Seven-year ban for boss over charity collapse
The boss of a leading alcohol and drug addiction charity has been given a seven-year director disqualification for causing it to collapse by entering into financial contracts that set unachievable targets
12 Jun 2019
Ian Wardle, of Bolton, was the CEO and de facto director of the Lifeline Project, a registered £60m charity employing 1,300 employees across 90 sites throughout the country.
Incorporated in 1984, the charity provided drug and alcohol rehabilitation services to over 80,000 people across England and Scotland, including a number of prisoners.
However, it called in insolvency practitioners in March 2017 after being unable to pay its debts following a financial shortfall of £1.4m. Just over a year later, in June 2018, the charity was placed in voluntary liquidation by joint administrators from FRP Advisory.

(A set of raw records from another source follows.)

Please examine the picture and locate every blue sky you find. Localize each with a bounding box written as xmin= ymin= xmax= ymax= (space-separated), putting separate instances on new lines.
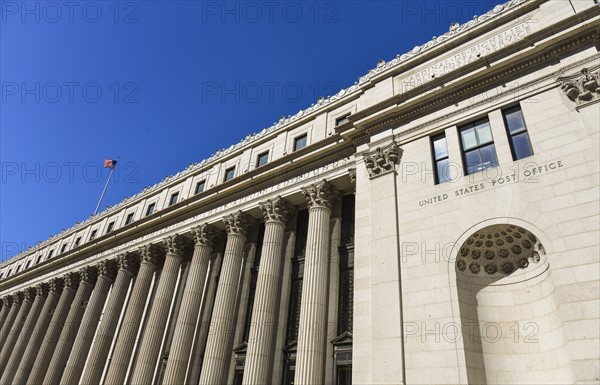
xmin=0 ymin=0 xmax=505 ymax=261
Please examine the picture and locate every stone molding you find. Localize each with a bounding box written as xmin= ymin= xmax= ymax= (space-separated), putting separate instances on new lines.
xmin=558 ymin=66 xmax=600 ymax=105
xmin=363 ymin=141 xmax=402 ymax=178
xmin=259 ymin=196 xmax=293 ymax=225
xmin=301 ymin=180 xmax=339 ymax=210
xmin=223 ymin=211 xmax=255 ymax=238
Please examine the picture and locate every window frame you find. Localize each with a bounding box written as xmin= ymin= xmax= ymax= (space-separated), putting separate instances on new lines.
xmin=169 ymin=192 xmax=179 ymax=206
xmin=502 ymin=105 xmax=534 ymax=161
xmin=256 ymin=151 xmax=269 ymax=168
xmin=293 ymin=134 xmax=308 ymax=152
xmin=89 ymin=229 xmax=98 ymax=241
xmin=458 ymin=118 xmax=499 ymax=175
xmin=195 ymin=180 xmax=206 ymax=195
xmin=224 ymin=166 xmax=236 ymax=182
xmin=146 ymin=203 xmax=156 ymax=217
xmin=431 ymin=133 xmax=451 ymax=184
xmin=335 ymin=114 xmax=350 ymax=126
xmin=60 ymin=244 xmax=68 ymax=253
xmin=125 ymin=212 xmax=135 ymax=225
xmin=106 ymin=221 xmax=115 ymax=234
xmin=75 ymin=236 xmax=82 ymax=246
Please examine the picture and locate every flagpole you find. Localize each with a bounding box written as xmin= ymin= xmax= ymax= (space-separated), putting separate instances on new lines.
xmin=94 ymin=167 xmax=115 ymax=215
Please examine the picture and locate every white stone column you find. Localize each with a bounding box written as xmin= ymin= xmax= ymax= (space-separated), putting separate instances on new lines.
xmin=130 ymin=234 xmax=188 ymax=385
xmin=187 ymin=251 xmax=223 ymax=385
xmin=13 ymin=278 xmax=63 ymax=385
xmin=294 ymin=180 xmax=338 ymax=385
xmin=199 ymin=211 xmax=254 ymax=385
xmin=60 ymin=259 xmax=117 ymax=385
xmin=163 ymin=224 xmax=216 ymax=385
xmin=103 ymin=244 xmax=162 ymax=385
xmin=0 ymin=283 xmax=49 ymax=385
xmin=27 ymin=273 xmax=79 ymax=385
xmin=0 ymin=293 xmax=20 ymax=350
xmin=242 ymin=196 xmax=292 ymax=385
xmin=80 ymin=254 xmax=139 ymax=385
xmin=43 ymin=266 xmax=97 ymax=385
xmin=0 ymin=287 xmax=35 ymax=373
xmin=0 ymin=297 xmax=11 ymax=332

The administrator’s report to the Insolvency Service, found the charity owed nearly £4m to unsecured creditors and an estimated £280,000 in pension contributions, and triggered an investigation. Insolvency Service enquiries revealed that, between August 2015 and January 2016, Wardle had entered the charity into three payments by results (PbR) contracts with various local authorities.

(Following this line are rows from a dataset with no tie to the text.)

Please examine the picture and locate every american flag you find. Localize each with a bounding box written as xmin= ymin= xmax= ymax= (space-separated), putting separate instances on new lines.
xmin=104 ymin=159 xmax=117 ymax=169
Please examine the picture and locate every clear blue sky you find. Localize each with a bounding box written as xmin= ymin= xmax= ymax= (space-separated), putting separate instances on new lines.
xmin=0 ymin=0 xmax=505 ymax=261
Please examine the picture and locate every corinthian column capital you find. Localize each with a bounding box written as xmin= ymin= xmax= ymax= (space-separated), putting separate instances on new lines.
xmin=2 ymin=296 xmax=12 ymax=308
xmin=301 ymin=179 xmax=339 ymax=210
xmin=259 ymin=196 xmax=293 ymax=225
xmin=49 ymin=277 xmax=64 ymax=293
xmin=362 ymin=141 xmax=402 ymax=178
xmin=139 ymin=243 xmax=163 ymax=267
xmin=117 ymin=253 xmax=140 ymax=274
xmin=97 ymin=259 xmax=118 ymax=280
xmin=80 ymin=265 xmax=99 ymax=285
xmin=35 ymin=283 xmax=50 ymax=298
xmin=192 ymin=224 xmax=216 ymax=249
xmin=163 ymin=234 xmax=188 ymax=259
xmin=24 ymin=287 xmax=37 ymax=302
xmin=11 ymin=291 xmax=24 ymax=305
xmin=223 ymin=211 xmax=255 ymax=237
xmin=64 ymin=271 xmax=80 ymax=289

A PbR contract is common in the health services industry, where payment is only made for services if certain pre-agreed targets are met. Wardle, however, signed these contracts without undertaking the necessary due diligence and failed to realise that the targets set were unachievable.
This resulted in the non-payment of more than £1.4m – the shortfall that caused the charity to close. Robert Clarke, Chief Investigator for the Insolvency Service, said: ‘This case highlights the damage an irresponsible director can do even to longstanding charities and businesses that have served their communities well for decades.
‘The lengthy disqualification is a warning to other directors who handle charitable funds that the Insolvency Service stands ready to take action to prevent the infliction of further damage to the charity sector.’